I have worked out that frog 3 blue frogs and 4 green frogs it will take me 19 moves.

I have worked out that frog 4 blue frogs and 4 green frogs it will take me 24 moves.

I have worked out that frog 4 blue frogs and 5 green frogs it will take me 29 moves.

I have worked out that frog 5 blue frogs and 5 green frogs it will take me 35 moves.

If n represents the number of frogs in a team then:

For:
n = 1 we have 3 = n * 3 moves
n= 2 we have 8 = n * 4 moves
n = 3 we have 15 = n * 5 moves
n = 4 we have 24 = n * 6 moves
n = 5 we have 35 = n * 7 moves
n = 6 we have 48 = n * 8 moves

Or more generally if there are n frogs on each side, then the minimum number of moves will be n*(n+2)

This formula does not work if the number of frogs in each team is uneven

If n represents the number of frogs in a team and m the number of frogs in the other then:

For:
n = 1 and m = 6 we have 13 = 1 * 6 + 1 + 6 moves
n = 4 and m = 3 we have 19 = 4 * 3 + 4 + 3 moves
n = 2 and m = 1 we have 5 = 2 * 1 + 2 + 1 moves
n = 5 and m = 6 we have 41 = 5 * 6 + 5 + 6 moves
n = 5 and m = 5 we have 35 = 5 * 5 + 5 + 5 moves

So if there are n frogs on one side and m on the other, then the minimum number of moves will be n*m+n+m

Other patterns notices but I can't explain why (please help!)
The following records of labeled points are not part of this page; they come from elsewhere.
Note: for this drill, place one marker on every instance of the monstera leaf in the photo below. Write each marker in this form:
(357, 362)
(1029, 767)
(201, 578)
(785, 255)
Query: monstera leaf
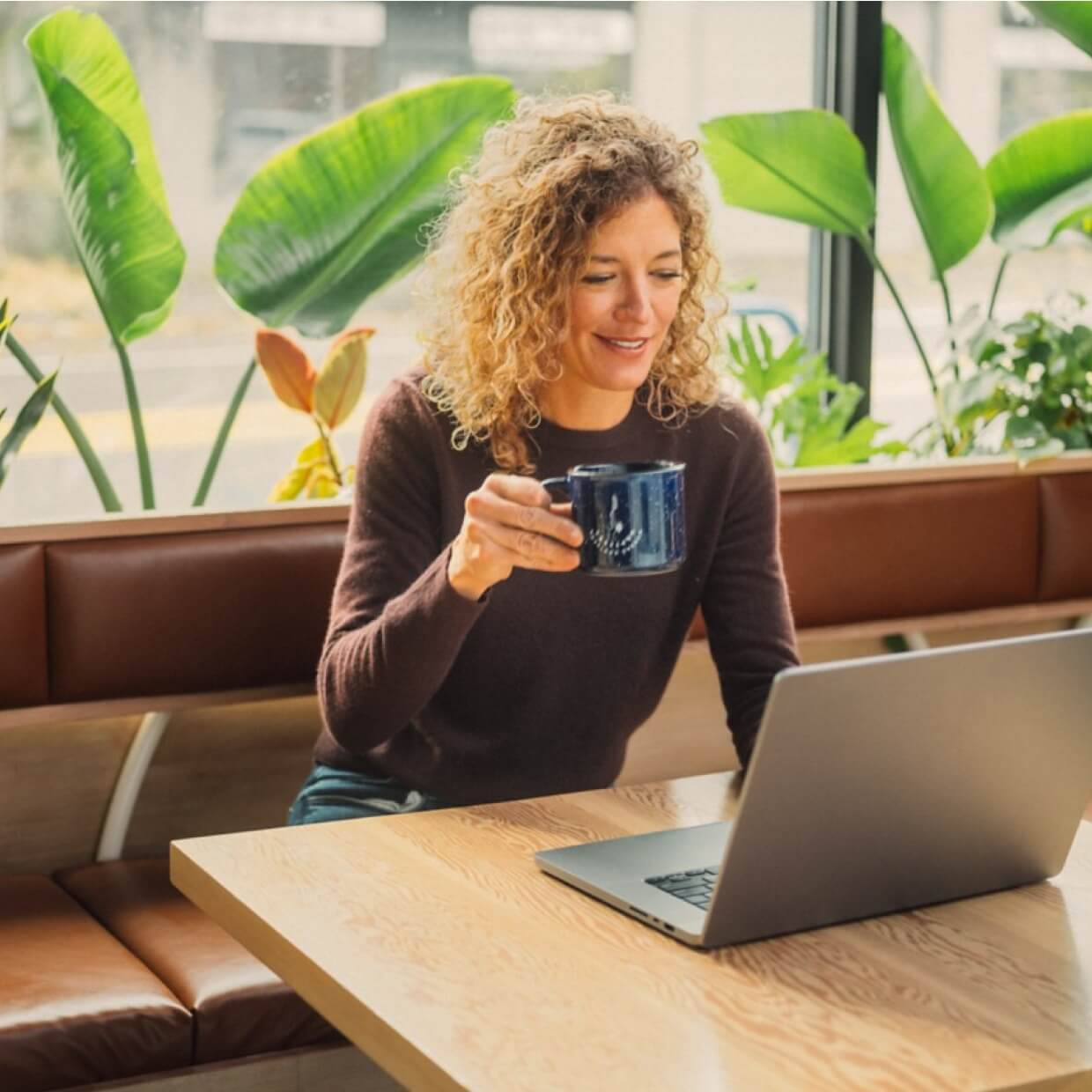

- For each frog extra that one team has, there will be a repetition of the jumps and slides. The string of jumps and slides is also symmetric.
- If there are the same number of frogs in each team, then each frog will have to move n+1 times.
• Sep 23rd 2006, 05:48 AM
Soroban
Hello, Natasha!

Edit: my formula was wrong . . . I've corrected it.

This is a classic peg-jumping puzzle. .I worked on this many years ago.

Traditionally, there is an equal number of pegs (frogs) on each side.

If there are n pegs on each of the two sides,
. . the number of moves is: .(n+1)&#178; - 1
. . and there is a lovely pattern to the moves.

Example: n = 3. .There are 3 blue pegs and 3 green pegs.

Number the seven positions (not the pegs):
Code:

```    B  B  B  _  G  G  G     1  2  3  4  5  6  7```

Now move the pegs in the following positions:
Code:

```                  4                 /               3  →  5                         \           2  ←  4  ←  6         /       1  →  3  →  5  →  7                             /           2  ←  4  ←  6             \               3  →  5                     /                   4```

The first "4" means "move the peg in position #4".
. . Of course, there is no peg to move in position #4.
I included that initial "4" only to complete the diamond pattern.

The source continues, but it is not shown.